Her concerts are so visceral, audience members have been known to break down in tears, laugh nervously or judge them as overly sexual. The YouTube comments on her Polaris Prize gala performance range from declaring Tagaq a musical genius to describing her as the “exorcist girl having an orgasm.” Tagaq chalks up the latter remarks to society’s weird relationship with sex. 

“It’s interesting how someone can come to a show and see all the anger and ferocity and then go, ‘Oh, that was really sexual!’ A lot of people get uncomfortable [because] it’s a woman actually owning her body and not pandering to the male idea of what sexuality is.”

Yet the performer-audience connection is symbiotic for Tagaq. 

“The audience holds so much power,” she says. “I don’t think they understand what it feels like to have this collective energy coming in my direction and how that gets siphoned into the sound. That’s why I love improvisation, because we’re working off the audience without their really realizing it.”

Tagaq says recording is a much more peaceful experience. But like her concerts, which are 100 per cent improvised, Retribution was mostly off-the-cuff, too.

On Sulfur, about the Alberta tar sands (a place Tagaq has described as a real-world Mordor), Tagaq’s gurgling voice sounds like oil bubbling from the earth, and on the title track she declares, “Our mother grows angry / Retribution will be swift / We squander her soil and suck out her sweet, black blood to burn it” before her soft yelps become ferocious guttural chants. Tagaq says those two songs come closest to capturing what the show is like.

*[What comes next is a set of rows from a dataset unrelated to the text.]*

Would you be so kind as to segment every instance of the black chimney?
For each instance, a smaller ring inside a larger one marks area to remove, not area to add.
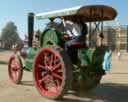
[[[32,47],[34,33],[34,13],[28,13],[28,45]]]

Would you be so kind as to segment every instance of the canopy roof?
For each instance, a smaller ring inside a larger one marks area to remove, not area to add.
[[[76,17],[79,17],[81,20],[86,22],[113,20],[116,16],[116,10],[106,5],[77,6],[73,8],[39,13],[35,15],[37,19],[52,19],[63,17],[64,19],[72,20]]]

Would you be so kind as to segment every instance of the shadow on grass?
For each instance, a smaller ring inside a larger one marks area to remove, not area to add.
[[[88,93],[69,92],[59,102],[128,102],[128,85],[104,83]]]
[[[8,64],[7,61],[0,61],[0,64]]]
[[[24,85],[24,86],[34,86],[34,82],[33,81],[22,81],[20,83],[20,85]]]

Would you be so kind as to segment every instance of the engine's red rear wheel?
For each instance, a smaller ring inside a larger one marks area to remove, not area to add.
[[[52,48],[43,48],[34,62],[34,81],[41,95],[57,99],[72,82],[72,66],[68,56]]]
[[[9,59],[8,74],[9,74],[9,79],[13,83],[15,84],[20,83],[23,74],[23,67],[20,58],[16,55],[12,55]]]

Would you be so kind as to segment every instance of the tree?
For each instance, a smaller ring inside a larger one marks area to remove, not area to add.
[[[8,22],[6,26],[2,29],[1,39],[5,48],[10,49],[12,45],[16,43],[21,43],[21,39],[17,32],[17,27],[13,22]]]

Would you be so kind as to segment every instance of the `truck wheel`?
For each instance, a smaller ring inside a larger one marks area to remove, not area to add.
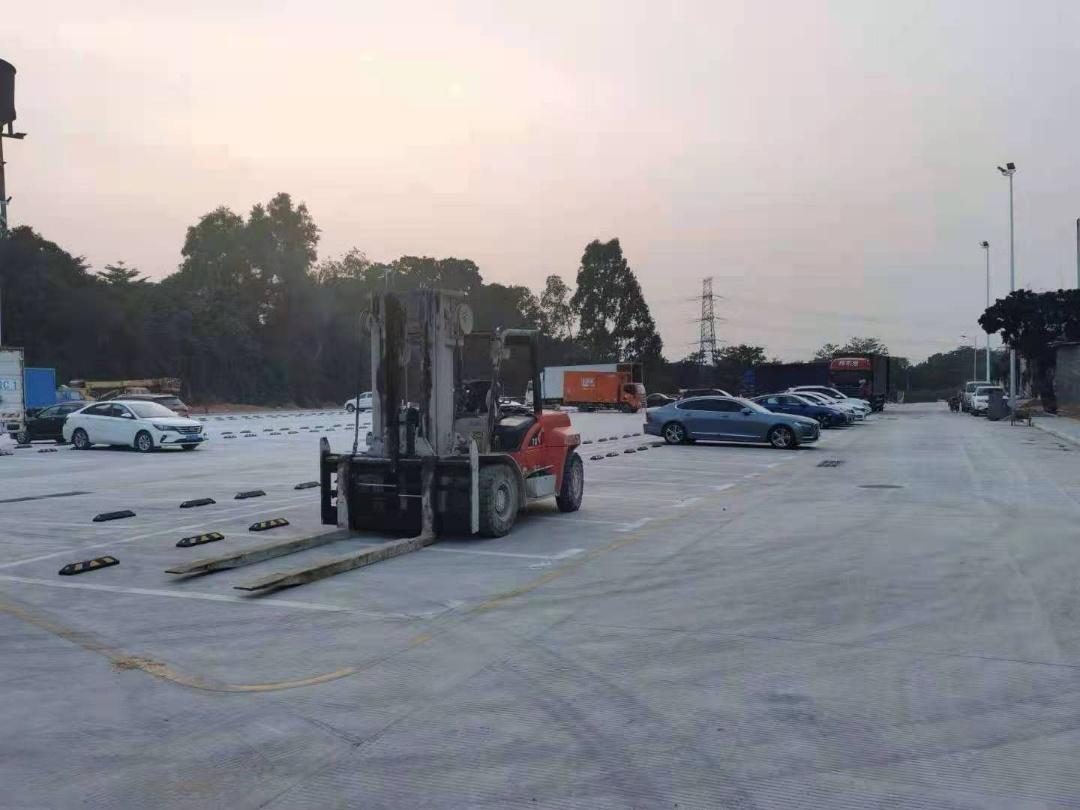
[[[581,497],[585,494],[585,465],[581,456],[570,453],[563,464],[563,486],[558,488],[555,503],[559,512],[577,512],[581,509]]]
[[[480,534],[502,537],[510,534],[517,519],[517,482],[505,464],[483,467],[480,471]]]

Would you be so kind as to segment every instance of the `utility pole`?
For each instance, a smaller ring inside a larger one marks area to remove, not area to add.
[[[701,280],[701,319],[698,338],[699,381],[704,384],[705,369],[712,369],[716,364],[716,310],[713,306],[716,296],[713,295],[713,276]],[[710,378],[712,374],[708,374]],[[707,380],[712,382],[712,379]]]
[[[1016,241],[1013,220],[1013,191],[1012,176],[1016,174],[1015,163],[1005,163],[1005,167],[998,166],[998,171],[1009,178],[1009,292],[1016,292]],[[1016,350],[1009,347],[1009,410],[1016,410]]]

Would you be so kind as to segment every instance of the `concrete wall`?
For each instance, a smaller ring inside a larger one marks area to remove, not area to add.
[[[1080,406],[1080,343],[1057,347],[1054,393],[1058,405]]]

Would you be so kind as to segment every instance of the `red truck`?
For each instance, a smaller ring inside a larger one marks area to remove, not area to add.
[[[645,405],[645,386],[630,372],[565,372],[563,403],[578,410],[616,408],[635,414]]]

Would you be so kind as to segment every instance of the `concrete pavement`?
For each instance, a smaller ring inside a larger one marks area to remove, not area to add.
[[[126,591],[0,580],[0,805],[1080,807],[1076,453],[942,405],[660,448],[591,465],[576,525],[276,595],[328,610],[137,593],[178,551],[141,540],[76,578]],[[77,500],[6,509],[51,551]]]

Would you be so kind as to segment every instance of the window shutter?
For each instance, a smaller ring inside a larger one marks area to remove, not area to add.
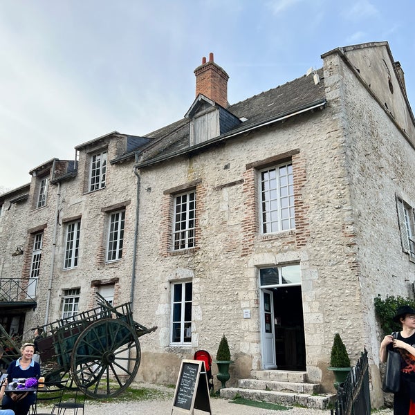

Her Polaris win thrust her into the mainstream media spotlight, giving her a larger platform to talk about the issues she cares most about (the environment, Canada’s missing and murdered Indigenous women), but she didn’t let that increased scrutiny affect her follow-up album.

“I was aware more people were listening, but it didn’t change our creative process, which is just to make music for ourselves. I don’t ever want to be a Kraft cheese slice of music,” Tagaq says, before bursting into a roaring laugh. “Overly processed, preconceived to placate the masses, bland and as chemical as possible just so it can be bought.”

Instead, Tagaq revels in the risks that come with her music. She says her Polaris Music Prize gala performance, performed in front of the scrolling names of Canada’s missing and murdered Indigenous women, was a “complete roll of the dice.”

After these performances, Tagaq is vulnerable to the emotions of those around her. “I have to be careful. If somebody is putting their stuff on me in a way that’s unhealthy I tend to absorb it because I don’t have all my walls up. All the walls fall down during the show.”

As much as possible, Tagaq surrounds herself with positive, supportive people, especially her two daughters. Tonight, she has her four-year-old, Inuuja, with her (whose vocals can be heard on Retribution’s opening track, Ajaaja), and in a few days her 13-year-old, Naia, will join her for concerts in San Francisco.

“I’m so sensitive. I’m so very, very, very, very sensitive. I know I come across as strong, and I am. I just choose not to listen to those [negative] voices. When I put on an outfit and a little voice tries to tell me I don’t look nice in it, I tell that voice to shut up. And when a little voice tells me that no one is going to like my music because it’s too strange, I tell that voice to shut up and I keep going.”